We have previously shown that regulatory CD25+CD4+ T cells are resistant to clonal deletion induced by viral superantigen in vivo. In this work we report that isolated CD25+CD4+ T cells activated in vitro by anti-CD3 Ab are resistant to Fas-induced apoptosis, in contrast to their CD25−CD4+ counterparts. Resistance of CD25+CD4+ T cells to Fas-dependent activation-induced cell death is not linked to their inability to produce IL-2 or to their ability to produce IL-10. The sensitivity of both populations to Fas-induced apoptosis can be modulated in vitro by changing the CD25+CD4+:CD25−CD4+ T cell ratio.
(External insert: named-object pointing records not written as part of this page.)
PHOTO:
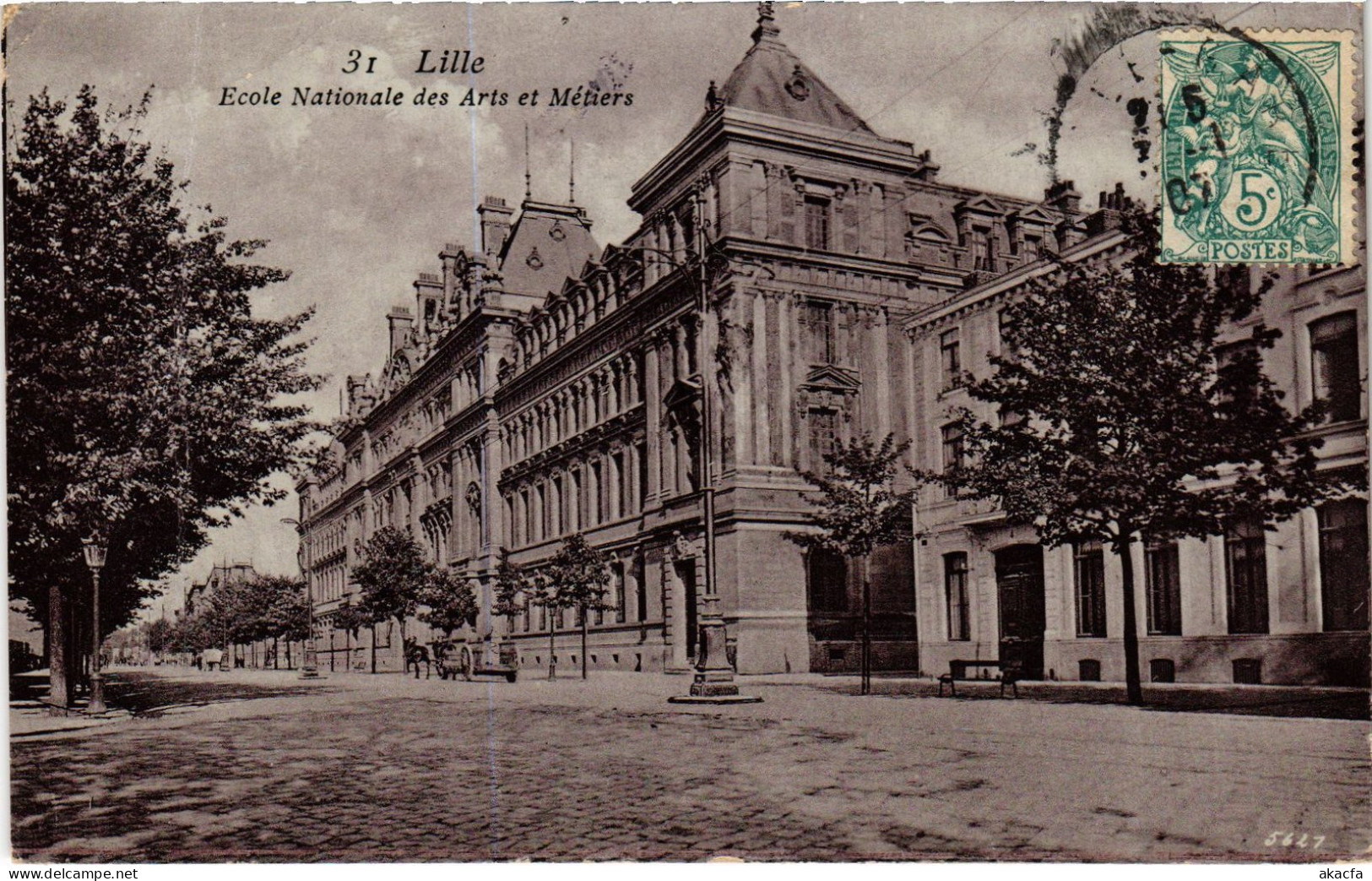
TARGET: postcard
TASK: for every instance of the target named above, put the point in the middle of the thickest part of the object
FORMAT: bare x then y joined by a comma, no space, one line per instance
674,432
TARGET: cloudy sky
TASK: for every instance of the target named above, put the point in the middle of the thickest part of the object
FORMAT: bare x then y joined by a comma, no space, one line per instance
357,201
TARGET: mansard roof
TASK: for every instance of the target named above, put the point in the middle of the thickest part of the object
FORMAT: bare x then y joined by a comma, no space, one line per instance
549,243
772,80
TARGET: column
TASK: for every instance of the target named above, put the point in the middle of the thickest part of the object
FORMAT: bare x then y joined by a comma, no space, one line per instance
761,415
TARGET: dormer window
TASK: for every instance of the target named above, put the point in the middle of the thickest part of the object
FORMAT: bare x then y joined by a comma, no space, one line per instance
816,222
981,248
821,318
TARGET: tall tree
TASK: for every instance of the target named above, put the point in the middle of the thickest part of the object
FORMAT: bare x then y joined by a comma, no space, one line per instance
1120,417
860,509
287,614
144,400
579,579
449,601
518,589
393,573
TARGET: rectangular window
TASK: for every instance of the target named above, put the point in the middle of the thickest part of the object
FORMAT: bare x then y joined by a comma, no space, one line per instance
641,454
951,448
597,489
1088,568
823,437
544,515
556,507
955,590
621,505
821,318
641,590
1246,567
1003,325
574,507
950,347
981,250
1343,564
816,222
1334,365
1163,575
1236,367
621,599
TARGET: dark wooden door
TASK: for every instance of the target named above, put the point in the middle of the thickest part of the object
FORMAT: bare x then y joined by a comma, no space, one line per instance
1020,586
686,573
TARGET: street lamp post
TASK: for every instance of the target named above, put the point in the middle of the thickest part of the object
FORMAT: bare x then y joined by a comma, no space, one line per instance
95,552
713,679
311,666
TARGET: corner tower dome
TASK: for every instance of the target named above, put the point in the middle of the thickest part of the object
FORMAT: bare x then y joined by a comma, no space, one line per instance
772,80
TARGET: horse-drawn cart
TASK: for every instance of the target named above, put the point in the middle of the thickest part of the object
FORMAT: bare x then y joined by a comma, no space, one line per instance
476,659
The sensitivity of CD25−CD4+ T cells to apoptosis can be reduced, while the sensitivity of CD25+CD4+ T cells can be enhanced. Modulation of Fas-dependent apoptosis is associated with changes in cytokine production. However, while CD25−CD4+ T cell apoptosis is highly dependent on IL-2 (production of which is inhibited by CD25+CD4+ T cells in coculture), modulation of CD25+CD4+ T cell apoptosis is IL-2 independent. Taken together, these results suggest that CD25+CD4+ and CD25−CD4+ T cell sensitivity to Fas-dependent apoptosis is dynamically modulated during immune responses; this modulation appears to help maintain a permanent population of regulatory T cells required to control effector T cells.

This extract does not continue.